Наверное, и сейчас, Колюля не просто так в ночи месит дагестанскую грязь. Скорее всего, он опять замыслил что-то откуда-то стащить, чтобы обменять на сигареты или очень дурную водку местной фабрикации. Личные вещи Колюля не утянет никогда – тащит он только армейское, «государственное». Ему за это, наверное, не стыдно. И в этом тоже у него с государством, видимо, паритет.

Колюлин голос растворяется в мороке ночи, а вместе с ним, кажется, растворяется и сам Колюля. В своем промасленном до блеска бушлате и неизменной неуставной черной шапке, щеголевато скрученной так, что она сидит лишь на самой макушке.

Кстати, неуставные черные шапки, как мы поняли, вообще составляли один из главных атрибутов здешнего, кавказского армейского форса. В том месте, откуда мы приехали, были свои определения армейской моды – высокие, начищенные до блеска ботинки — берцы, толсто нафибренные шевроны, покупные жетоны с черепами и нелепыми надписями «На Бога надейся, а сам не плошай». И очень скоро мы, «паркетники», приехавшие сюда из другого армейского мира, вместе с его модными атрибутами удали – меняли их на атрибуты местного форса у пацанов, возвращавшихся «в цивилизацию». На эти самые черные шапки и самодельные разгрузки – «лифчики». А чаще – просто на предметы, на которые с отвращением смотрели раньше, но без которых невозможно было передвигаться в здешней грязи. И предмет  этот был обычные, чаще всего порядочно уже стоптанные кирзовые сапоги.

Глупую романтику, с которой мы ехали сюда в надежде совершить подвиги, здесь быстро втоптали в разъезженную техникой жижу. Мы приехали сюда выполнять «служебно-боевые задачи» зная, что здесь неспокойно. Да, именно с такой красивой и звучной формулировкой мы неустрашимо отправлялись в неведомый Боташюрт.  В действительности все оказалось прозаичнее. Мы барахтались в непролазной грязи, пилили и кололи дрова, мучились животом от местной воды, рыли новые и очищали от дерьма старые траншеи, мерзли в палатках, на постах боевого охранения и беспрестанно, ночью и днем, кормили быстро появившихся вшей. Подвиги от нас здесь требовались лишь в самых крайних случаях.  Высоким командованием было все прозорливо предусмотрено —  на всякий крайний случай на второй день нашего пребывания под Боташюртом каждому из нас выдали по два небольших эбонитовых медальона с отвинчивающимися крышками и по две желтоватые от времени бумажки с пропечатанными графами. Мы должны были заполнить данные о себе, скрутить бумажки и засунуть их в медальоны для нашего возможного, на всякий случай, опознания.

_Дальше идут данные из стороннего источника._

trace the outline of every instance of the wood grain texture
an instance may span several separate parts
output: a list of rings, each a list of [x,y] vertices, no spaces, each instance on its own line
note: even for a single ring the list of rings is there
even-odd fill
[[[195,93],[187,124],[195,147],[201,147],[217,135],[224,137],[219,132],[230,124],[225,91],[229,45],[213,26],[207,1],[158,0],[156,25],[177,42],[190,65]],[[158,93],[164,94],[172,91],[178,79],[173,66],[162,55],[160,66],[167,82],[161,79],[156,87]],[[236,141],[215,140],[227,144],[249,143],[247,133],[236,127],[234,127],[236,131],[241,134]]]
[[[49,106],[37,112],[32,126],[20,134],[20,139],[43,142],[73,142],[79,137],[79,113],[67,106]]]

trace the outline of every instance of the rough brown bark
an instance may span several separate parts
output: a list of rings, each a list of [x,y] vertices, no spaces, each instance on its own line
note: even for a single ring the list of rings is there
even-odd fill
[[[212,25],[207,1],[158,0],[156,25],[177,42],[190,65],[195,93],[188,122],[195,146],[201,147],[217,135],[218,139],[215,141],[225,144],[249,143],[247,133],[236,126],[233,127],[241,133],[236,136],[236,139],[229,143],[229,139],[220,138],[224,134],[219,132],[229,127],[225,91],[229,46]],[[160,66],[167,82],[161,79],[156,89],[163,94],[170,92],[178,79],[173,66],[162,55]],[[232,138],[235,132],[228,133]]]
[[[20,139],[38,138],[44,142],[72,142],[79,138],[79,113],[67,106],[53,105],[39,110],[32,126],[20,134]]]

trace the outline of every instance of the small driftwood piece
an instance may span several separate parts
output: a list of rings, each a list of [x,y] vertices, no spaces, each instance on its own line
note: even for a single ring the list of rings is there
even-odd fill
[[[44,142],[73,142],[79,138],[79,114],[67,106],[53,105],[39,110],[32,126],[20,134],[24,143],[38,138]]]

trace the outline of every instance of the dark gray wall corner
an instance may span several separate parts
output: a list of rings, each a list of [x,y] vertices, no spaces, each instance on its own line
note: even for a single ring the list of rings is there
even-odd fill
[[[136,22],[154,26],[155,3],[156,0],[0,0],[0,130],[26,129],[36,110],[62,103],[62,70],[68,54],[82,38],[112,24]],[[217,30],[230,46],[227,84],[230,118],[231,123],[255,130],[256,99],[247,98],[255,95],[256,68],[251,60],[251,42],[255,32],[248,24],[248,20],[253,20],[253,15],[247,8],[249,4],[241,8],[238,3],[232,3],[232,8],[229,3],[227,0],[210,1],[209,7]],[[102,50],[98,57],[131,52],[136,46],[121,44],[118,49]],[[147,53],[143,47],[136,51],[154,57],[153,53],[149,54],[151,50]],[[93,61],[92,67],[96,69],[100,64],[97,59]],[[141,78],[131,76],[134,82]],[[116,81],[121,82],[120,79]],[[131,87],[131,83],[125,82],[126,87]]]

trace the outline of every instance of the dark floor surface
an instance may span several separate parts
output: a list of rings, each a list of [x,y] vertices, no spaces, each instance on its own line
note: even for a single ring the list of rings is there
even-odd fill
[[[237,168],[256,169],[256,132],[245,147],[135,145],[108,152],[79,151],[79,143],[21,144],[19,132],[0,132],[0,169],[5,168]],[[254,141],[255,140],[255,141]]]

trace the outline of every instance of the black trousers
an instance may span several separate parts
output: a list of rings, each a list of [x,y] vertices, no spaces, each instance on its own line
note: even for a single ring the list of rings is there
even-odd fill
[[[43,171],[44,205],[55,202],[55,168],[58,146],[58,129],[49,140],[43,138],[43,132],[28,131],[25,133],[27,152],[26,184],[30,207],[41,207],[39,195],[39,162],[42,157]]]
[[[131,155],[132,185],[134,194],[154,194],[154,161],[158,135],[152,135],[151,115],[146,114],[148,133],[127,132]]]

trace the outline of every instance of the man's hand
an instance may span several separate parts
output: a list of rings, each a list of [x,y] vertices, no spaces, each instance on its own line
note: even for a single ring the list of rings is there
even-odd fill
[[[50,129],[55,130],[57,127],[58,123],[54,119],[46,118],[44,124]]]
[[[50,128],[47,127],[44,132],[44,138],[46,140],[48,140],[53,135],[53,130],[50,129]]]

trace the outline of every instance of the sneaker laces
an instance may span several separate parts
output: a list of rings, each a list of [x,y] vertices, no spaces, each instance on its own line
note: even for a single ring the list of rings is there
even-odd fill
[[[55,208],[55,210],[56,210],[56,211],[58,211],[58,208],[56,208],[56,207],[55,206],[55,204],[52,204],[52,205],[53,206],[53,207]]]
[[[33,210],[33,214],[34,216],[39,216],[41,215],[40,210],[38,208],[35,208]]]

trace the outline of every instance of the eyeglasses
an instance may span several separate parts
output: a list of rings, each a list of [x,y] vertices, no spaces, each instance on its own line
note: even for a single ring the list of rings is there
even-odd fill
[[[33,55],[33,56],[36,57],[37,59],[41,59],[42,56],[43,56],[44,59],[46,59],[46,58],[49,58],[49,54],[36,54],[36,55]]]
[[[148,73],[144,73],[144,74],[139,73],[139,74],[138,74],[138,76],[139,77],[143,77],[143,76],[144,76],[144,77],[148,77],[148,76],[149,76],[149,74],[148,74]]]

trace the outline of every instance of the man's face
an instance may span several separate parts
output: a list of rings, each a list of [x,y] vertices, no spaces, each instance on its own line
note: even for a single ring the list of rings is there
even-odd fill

После совершенного, конечно же, подвига.  Это не дурацкие жетоны с надписью «На Бога надейся, а сам не плошай», купленные в военторге и праздно болтавшиеся на наших шеях. Мрачно-темные продолговатые медальоны времен Великой Отечественной, которые нам надлежало заполнить и зашить в карманы бушлата и брюк, были намного более атмосферны, и живо давали нам понять, кто еще этого не понял, что здесь все-таки не Сочи, а до нового тысячелетия  еще очень, очень далеко.  На Бога надейся, а медальон лучше заполни. На всякий, на всякий крайний случай. Или не заполняй — ежели языческие и неуставные суеверия вдруг окрепли в тебе.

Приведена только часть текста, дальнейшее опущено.